New Music players
Primrose Piano Quartet
MÉTIER msv 28623
Ed Hughes is Professor of Composition at the University of Sussex. In 1990 he founded the New Music Players, a contemporary ensemble comprising up to 25 world class performers. Different groups from among these people play in the first four works on the CD. The fifth, ‘The Woods So Wild’ is performed by the Primrose Piano Quartet.
All the works are inspired by landscapes throughout the South Downs. I am not familiar with this region at all, so I found it helpful that Hughes in his programme note listed internet access to a film by Sam Moore, South Downs: A Celebration. The music accompanying the film is the opening movement of the second work on the CD, Nonet, performed by four winds, four strings and piano. Watching and listening brought the music firmly into focus. I found it quite intriguing. Attractive stills from the film are shown in the accompanying booklet.
Ed Hughes’ compositional style is unique and thoroughly personal. Much ‘new’ music has close connections with the idea of place,and this is certainly true with Hughes’ music. The opening work Flint for 11 string players in its second and third movements has reference to a Sussex folk song collected by George Butterworth, A Lawyer He went out one Day. The tune is embellished by Hughes’ busy counterpoint, often on the outer edges of tonality. The opening movement works powerfully within what Hughes describes as ‘layering’.
The third work consists of two pieces, Lunar 1 and Lunar 2 for a quartet of flute, violin, cello and piano. Luminous, radiant, and unearthly are words chosen by the composer to describe this music.
Chroma is like Flint, for 11 string players with a string quartet at its heart. I particularly enjoyed The Woods So Wild performed so cleanly and transparently by the Primrose Piano Quartet.

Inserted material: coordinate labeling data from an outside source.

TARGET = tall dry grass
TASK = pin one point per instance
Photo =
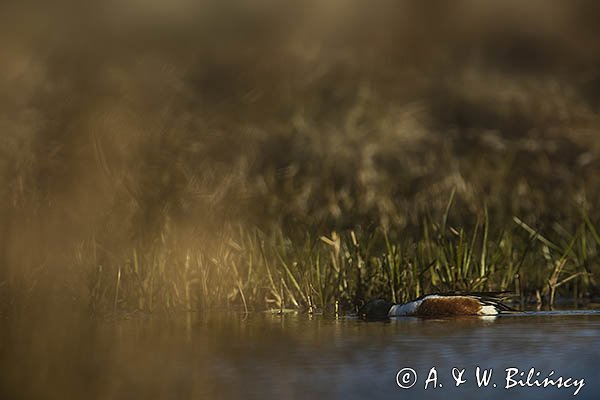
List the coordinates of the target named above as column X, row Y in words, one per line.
column 181, row 156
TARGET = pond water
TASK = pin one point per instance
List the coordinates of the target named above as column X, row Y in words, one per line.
column 264, row 356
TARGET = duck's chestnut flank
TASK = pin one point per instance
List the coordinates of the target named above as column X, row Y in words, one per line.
column 432, row 305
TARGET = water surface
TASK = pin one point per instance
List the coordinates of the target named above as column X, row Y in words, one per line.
column 264, row 356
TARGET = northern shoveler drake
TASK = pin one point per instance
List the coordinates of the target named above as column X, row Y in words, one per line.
column 437, row 305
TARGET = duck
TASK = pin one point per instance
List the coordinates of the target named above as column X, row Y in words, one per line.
column 438, row 305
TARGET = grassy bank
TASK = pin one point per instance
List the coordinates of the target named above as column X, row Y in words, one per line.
column 245, row 269
column 258, row 156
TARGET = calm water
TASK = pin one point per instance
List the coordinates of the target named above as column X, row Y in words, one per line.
column 265, row 356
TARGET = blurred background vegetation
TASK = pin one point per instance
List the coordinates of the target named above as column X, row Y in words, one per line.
column 253, row 154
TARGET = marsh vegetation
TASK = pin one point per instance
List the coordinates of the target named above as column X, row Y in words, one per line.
column 304, row 157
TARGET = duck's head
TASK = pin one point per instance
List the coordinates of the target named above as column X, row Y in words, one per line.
column 375, row 309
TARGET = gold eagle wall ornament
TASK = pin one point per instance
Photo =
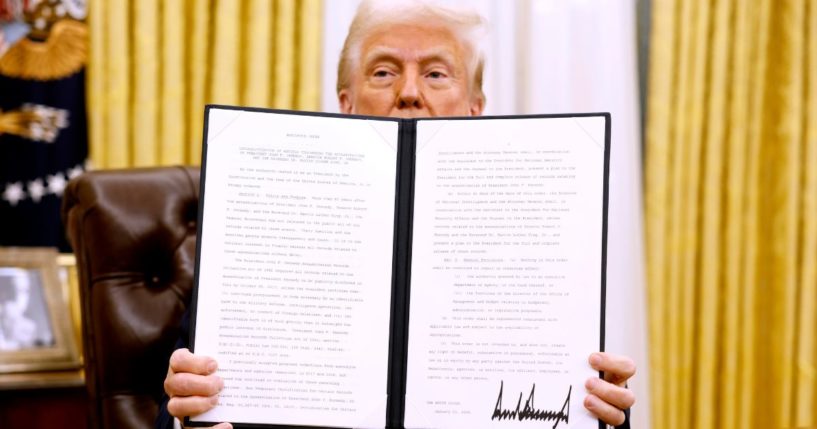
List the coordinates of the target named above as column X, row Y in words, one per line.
column 62, row 54
column 34, row 122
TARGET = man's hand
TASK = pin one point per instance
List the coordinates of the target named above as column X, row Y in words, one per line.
column 192, row 385
column 607, row 398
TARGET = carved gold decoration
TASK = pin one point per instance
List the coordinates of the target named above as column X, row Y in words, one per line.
column 34, row 122
column 64, row 53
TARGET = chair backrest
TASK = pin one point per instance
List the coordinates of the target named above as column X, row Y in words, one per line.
column 134, row 236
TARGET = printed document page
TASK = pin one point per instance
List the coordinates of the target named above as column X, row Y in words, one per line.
column 295, row 273
column 506, row 275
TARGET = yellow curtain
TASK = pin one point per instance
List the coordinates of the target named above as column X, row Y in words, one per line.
column 154, row 65
column 731, row 209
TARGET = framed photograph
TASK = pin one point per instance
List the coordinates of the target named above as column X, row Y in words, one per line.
column 36, row 328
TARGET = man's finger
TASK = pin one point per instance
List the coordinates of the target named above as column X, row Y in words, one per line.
column 187, row 384
column 183, row 361
column 604, row 411
column 619, row 397
column 617, row 369
column 181, row 407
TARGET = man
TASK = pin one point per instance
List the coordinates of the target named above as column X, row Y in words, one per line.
column 404, row 61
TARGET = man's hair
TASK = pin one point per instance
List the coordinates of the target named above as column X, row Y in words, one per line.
column 466, row 26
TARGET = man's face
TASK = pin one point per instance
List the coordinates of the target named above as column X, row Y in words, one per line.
column 410, row 71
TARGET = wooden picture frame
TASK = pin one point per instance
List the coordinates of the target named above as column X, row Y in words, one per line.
column 36, row 328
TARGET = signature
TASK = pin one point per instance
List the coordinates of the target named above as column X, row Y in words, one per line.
column 529, row 411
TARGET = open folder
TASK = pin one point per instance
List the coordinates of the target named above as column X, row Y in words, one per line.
column 369, row 272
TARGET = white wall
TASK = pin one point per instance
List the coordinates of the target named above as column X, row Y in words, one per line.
column 548, row 56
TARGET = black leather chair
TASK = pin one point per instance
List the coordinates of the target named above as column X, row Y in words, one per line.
column 134, row 235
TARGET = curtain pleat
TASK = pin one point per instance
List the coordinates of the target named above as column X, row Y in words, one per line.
column 155, row 64
column 806, row 364
column 173, row 90
column 731, row 197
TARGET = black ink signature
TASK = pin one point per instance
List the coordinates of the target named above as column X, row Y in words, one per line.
column 529, row 412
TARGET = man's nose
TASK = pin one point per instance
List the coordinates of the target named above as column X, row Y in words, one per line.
column 409, row 95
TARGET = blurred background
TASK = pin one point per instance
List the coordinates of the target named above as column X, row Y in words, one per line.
column 712, row 257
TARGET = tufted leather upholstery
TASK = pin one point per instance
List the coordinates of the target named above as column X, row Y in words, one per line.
column 134, row 236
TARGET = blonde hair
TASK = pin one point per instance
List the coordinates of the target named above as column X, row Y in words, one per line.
column 468, row 28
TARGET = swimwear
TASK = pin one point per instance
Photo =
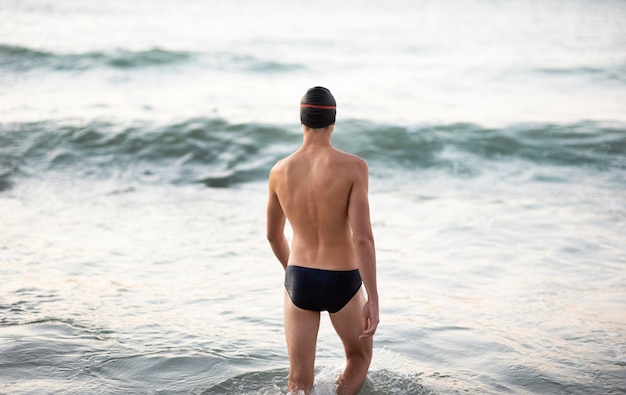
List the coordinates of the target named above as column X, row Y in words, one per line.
column 319, row 289
column 318, row 108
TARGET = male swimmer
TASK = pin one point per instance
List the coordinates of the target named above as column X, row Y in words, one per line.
column 323, row 193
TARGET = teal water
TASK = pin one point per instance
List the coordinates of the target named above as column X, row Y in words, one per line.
column 135, row 143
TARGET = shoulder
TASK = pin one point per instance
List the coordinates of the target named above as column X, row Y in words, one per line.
column 353, row 160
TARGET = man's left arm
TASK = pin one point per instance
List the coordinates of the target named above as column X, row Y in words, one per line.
column 276, row 227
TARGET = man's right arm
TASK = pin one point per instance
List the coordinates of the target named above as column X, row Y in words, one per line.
column 363, row 243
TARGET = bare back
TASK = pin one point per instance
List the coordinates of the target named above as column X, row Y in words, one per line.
column 314, row 188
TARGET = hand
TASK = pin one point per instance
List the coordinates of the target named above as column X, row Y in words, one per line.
column 370, row 319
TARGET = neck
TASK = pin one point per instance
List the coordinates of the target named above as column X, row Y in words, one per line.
column 318, row 137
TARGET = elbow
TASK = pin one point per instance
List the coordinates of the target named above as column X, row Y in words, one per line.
column 273, row 237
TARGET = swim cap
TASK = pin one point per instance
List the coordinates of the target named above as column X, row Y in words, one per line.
column 318, row 108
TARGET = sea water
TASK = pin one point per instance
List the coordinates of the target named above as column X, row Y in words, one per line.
column 135, row 143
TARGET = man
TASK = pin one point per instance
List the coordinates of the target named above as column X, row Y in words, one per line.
column 323, row 193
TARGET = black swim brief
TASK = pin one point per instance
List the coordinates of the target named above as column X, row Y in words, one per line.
column 319, row 289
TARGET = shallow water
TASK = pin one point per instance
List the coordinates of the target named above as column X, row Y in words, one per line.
column 135, row 143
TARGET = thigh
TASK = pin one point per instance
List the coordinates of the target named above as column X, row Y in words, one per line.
column 301, row 329
column 348, row 323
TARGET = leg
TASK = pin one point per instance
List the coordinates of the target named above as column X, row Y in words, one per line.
column 301, row 328
column 348, row 323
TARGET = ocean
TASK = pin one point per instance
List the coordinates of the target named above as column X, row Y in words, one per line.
column 135, row 143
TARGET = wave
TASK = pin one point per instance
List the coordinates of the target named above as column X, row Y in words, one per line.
column 219, row 154
column 612, row 72
column 20, row 59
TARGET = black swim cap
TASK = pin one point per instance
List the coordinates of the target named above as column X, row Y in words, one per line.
column 318, row 108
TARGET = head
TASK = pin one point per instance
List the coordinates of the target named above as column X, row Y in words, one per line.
column 318, row 108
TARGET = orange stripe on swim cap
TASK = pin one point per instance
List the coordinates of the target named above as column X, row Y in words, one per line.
column 306, row 105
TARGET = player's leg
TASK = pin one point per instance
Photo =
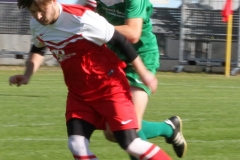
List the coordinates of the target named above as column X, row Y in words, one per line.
column 171, row 131
column 79, row 133
column 133, row 145
column 121, row 118
column 81, row 121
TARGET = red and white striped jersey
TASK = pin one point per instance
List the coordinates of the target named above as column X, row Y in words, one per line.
column 77, row 40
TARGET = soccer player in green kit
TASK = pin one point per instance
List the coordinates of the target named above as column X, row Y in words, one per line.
column 132, row 19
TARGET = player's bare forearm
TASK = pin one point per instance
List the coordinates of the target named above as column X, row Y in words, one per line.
column 132, row 29
column 147, row 77
column 33, row 64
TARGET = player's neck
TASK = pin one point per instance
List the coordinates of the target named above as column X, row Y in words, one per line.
column 56, row 13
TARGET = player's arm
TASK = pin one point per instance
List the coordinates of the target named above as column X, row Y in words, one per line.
column 147, row 77
column 132, row 29
column 36, row 57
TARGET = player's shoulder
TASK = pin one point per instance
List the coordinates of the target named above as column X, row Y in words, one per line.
column 74, row 9
column 34, row 23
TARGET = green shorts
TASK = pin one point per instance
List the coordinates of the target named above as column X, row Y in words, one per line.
column 151, row 61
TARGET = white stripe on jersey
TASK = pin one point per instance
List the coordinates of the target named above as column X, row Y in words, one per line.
column 73, row 20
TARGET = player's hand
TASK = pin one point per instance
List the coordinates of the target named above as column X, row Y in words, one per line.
column 18, row 80
column 151, row 81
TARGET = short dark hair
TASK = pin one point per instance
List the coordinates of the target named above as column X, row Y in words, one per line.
column 22, row 4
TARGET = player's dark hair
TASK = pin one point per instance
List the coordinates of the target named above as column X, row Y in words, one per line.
column 22, row 4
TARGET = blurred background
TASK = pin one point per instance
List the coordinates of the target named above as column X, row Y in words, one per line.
column 191, row 35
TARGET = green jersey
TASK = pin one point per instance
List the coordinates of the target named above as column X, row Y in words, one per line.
column 117, row 11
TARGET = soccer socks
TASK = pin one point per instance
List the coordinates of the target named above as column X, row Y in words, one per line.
column 79, row 146
column 155, row 129
column 144, row 150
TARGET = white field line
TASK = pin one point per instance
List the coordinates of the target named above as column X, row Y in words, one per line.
column 65, row 139
column 18, row 125
column 188, row 85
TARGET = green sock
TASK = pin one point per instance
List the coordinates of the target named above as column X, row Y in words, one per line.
column 155, row 129
column 143, row 137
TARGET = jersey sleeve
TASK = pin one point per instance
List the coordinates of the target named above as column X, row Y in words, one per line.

Elements of folk music, the merest touch of jazz in some of the rhythms, and melody lines on the outer fringes of tonality pervade Hughes’ musical style. The difference between ‘pop’ and ‘classical’ music is that with pop, one listening is all you need. With classical, and especially with Hughes, every time you listen, you discover something new, surely a treasure-house of musical inspiration.